Ils ont constaté que le candidat évincé fournissait des éléments faisant ressortir qu’il avait fait la démonstration de ses capacités professionnelles lors de sa précédente affectation comme fraiseur commandes numériques. Et ils ont souligné que l’allégation de la société AIRBUS selon laquelle le candidat retenu aurait présenté l’avantage d’avoir travaillé sur des machines à commande numérique « nouvelle génération » n’était aucunement corroborée par les contrats de travail ou par le procès-verbal de constat d’huissier versés au dossier.

Les juges ne sont pas restés insensibles aux chiffres faisant apparaître que, sur 288 personnes recrutées par AIRBUS entre 2000 et 2006, deux seulement ont un patronyme d’origine maghrébine et que, pour la période du 1er janvier 2005 au 30 juillet 2006, sur le site de Saint Eloi, le registre unique du personnel révèle qu’aucun des 43 agents de qualification embauchés à contrat indéterminée n’a de patronyme à consonance maghrébine.

La société AIRBUS a tenté de faire tomber la présomption de discrimination qui ressortait des éléments fournis par le candidat d’origine maghrébine en mettant en avant des « éléments objectifs » présentés comme de nature à justifier la différence de traitement.

Elle a fait tout d’abord valoir que le candidat choisi avait un niveau bac professionnel que ne possédait pas le candidat évincé.

Les juges n’ont pas retenu cet argument comme très convaincant. Il ont en effet relevé qu’aucun élément ne faisait apparaître que, avant qu’il soit procédé à l’embauche litigieuse, le niveau bac professionnel était considéré comme une exigence indispensable pour l’occupation du poste d’affûteur commande numérique et qu’il n’y avait pas eu de définition préalable, en termes de niveau de formation et d’expérience professionnelle, des exigences requises pour occuper le poste considéré.

La société AIRBUS a ensuite cherché à légitimer son choix par l’affirmation que le profil du candidat embauché au regard de son expérience professionnelle était plus favorable que celui du candidat non admis.

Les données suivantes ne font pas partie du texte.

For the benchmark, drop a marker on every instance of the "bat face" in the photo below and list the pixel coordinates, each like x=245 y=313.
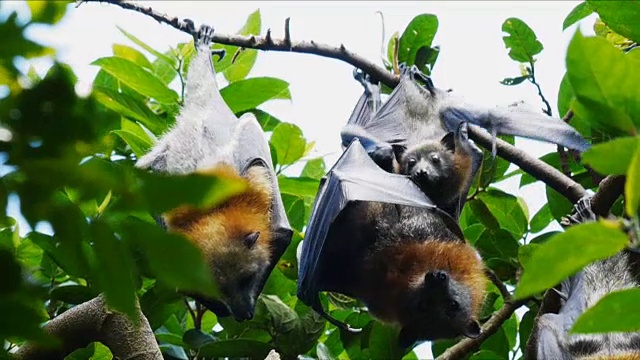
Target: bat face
x=441 y=308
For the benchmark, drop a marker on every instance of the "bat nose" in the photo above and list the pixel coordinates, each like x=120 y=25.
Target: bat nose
x=243 y=315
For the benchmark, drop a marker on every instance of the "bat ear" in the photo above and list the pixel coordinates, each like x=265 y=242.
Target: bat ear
x=449 y=141
x=472 y=329
x=251 y=239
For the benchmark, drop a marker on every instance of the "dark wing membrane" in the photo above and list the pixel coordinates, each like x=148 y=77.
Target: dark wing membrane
x=514 y=120
x=252 y=149
x=354 y=177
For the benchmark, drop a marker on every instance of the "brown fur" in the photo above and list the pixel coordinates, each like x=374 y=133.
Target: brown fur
x=403 y=268
x=217 y=230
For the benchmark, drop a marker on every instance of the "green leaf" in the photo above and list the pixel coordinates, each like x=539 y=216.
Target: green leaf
x=611 y=314
x=612 y=157
x=621 y=16
x=172 y=258
x=578 y=13
x=507 y=211
x=632 y=185
x=541 y=219
x=139 y=145
x=267 y=121
x=514 y=81
x=419 y=34
x=47 y=12
x=148 y=48
x=114 y=269
x=314 y=168
x=605 y=84
x=306 y=187
x=289 y=143
x=567 y=253
x=138 y=79
x=522 y=42
x=251 y=93
x=130 y=108
x=383 y=342
x=132 y=54
x=73 y=294
x=235 y=349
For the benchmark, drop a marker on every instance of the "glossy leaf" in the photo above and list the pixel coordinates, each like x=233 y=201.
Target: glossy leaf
x=522 y=42
x=613 y=157
x=251 y=93
x=289 y=143
x=567 y=253
x=632 y=184
x=578 y=13
x=137 y=78
x=611 y=314
x=620 y=16
x=603 y=89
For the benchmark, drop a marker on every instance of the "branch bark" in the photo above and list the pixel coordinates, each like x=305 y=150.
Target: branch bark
x=94 y=321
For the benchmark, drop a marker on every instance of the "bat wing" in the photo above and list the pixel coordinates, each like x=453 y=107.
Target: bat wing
x=514 y=120
x=251 y=148
x=354 y=177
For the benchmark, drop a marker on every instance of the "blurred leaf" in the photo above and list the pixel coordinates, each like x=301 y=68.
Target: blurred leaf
x=132 y=54
x=139 y=145
x=621 y=16
x=172 y=258
x=137 y=78
x=603 y=89
x=514 y=81
x=114 y=269
x=314 y=168
x=47 y=12
x=611 y=314
x=73 y=294
x=578 y=13
x=612 y=157
x=632 y=184
x=418 y=34
x=289 y=143
x=267 y=121
x=159 y=55
x=383 y=342
x=522 y=42
x=251 y=93
x=567 y=253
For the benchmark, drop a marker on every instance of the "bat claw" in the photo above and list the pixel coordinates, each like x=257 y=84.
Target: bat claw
x=204 y=35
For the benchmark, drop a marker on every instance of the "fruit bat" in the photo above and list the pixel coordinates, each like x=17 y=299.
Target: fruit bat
x=243 y=238
x=417 y=114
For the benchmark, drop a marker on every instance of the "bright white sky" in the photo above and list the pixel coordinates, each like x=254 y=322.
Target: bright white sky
x=472 y=59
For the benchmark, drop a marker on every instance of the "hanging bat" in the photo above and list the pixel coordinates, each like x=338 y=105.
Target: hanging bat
x=243 y=238
x=421 y=131
x=375 y=236
x=580 y=292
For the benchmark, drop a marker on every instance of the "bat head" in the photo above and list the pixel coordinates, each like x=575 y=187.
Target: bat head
x=432 y=166
x=440 y=309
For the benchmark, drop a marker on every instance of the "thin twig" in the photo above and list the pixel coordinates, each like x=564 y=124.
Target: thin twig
x=467 y=345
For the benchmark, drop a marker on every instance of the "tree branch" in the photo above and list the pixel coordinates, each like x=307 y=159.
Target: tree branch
x=94 y=321
x=538 y=169
x=467 y=345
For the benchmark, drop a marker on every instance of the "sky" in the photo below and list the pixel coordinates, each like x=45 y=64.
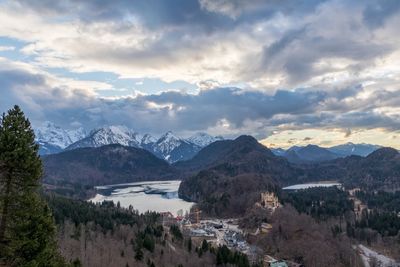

La lecture attentive des comptes-rendus d’entretien et des curriculum-vitae versés au dossier a permis aux juges de constater que cette allégation d’une plus grande expérience professionnelle du candidat préféré manquait en fait.

L’employeur n’ayant pas rapporté la preuve du caractère objectif des éléments ayant justifié son choix, la Cour d’appel de TOULOUSE n’a pu que retenir à l’encontre de la société AIRBUS l’existence d’une discrimination à l’embauche fondée sur un nom d’origine maghrébine.

II. Un choix d’une réparation uniquement indemnitaire de nature à susciter des réserves des plus légitimes.

Les juges d’appel n’ont pas donné de suite favorable à la demande du candidat à l’embauche discriminé tendant à ce qu’il soit ordonné à la société AIRBUS de l’embaucher, considérant que la réparation du préjudice résultant de la discrimination à l’embauche ne peut consister que dans l’allocation de dommages-intérêts.

Un paragraphe de l’arrêt est consacré à donner l’explication de ce choix d’une réparation uniquement indemnitaire. « S’il est admis en matière de discrimination au sein de l’entreprise portant sur le déroulement de carrière que le salarié discriminé peut prétendre à l’obtention d’une reclassification ordonnée par le juge, il en va autrement en matière de discrimination à l’embauche, dans la mesure où la juridiction n’a pas la faculté de contraindre l’employeur à conclure un contrat de travail ».

Cette affirmation d’une impuissance du juge face au pouvoir d’embauche de l’employeur, qui serait consacré comme souverain, ne peut que susciter de sérieuses réserves.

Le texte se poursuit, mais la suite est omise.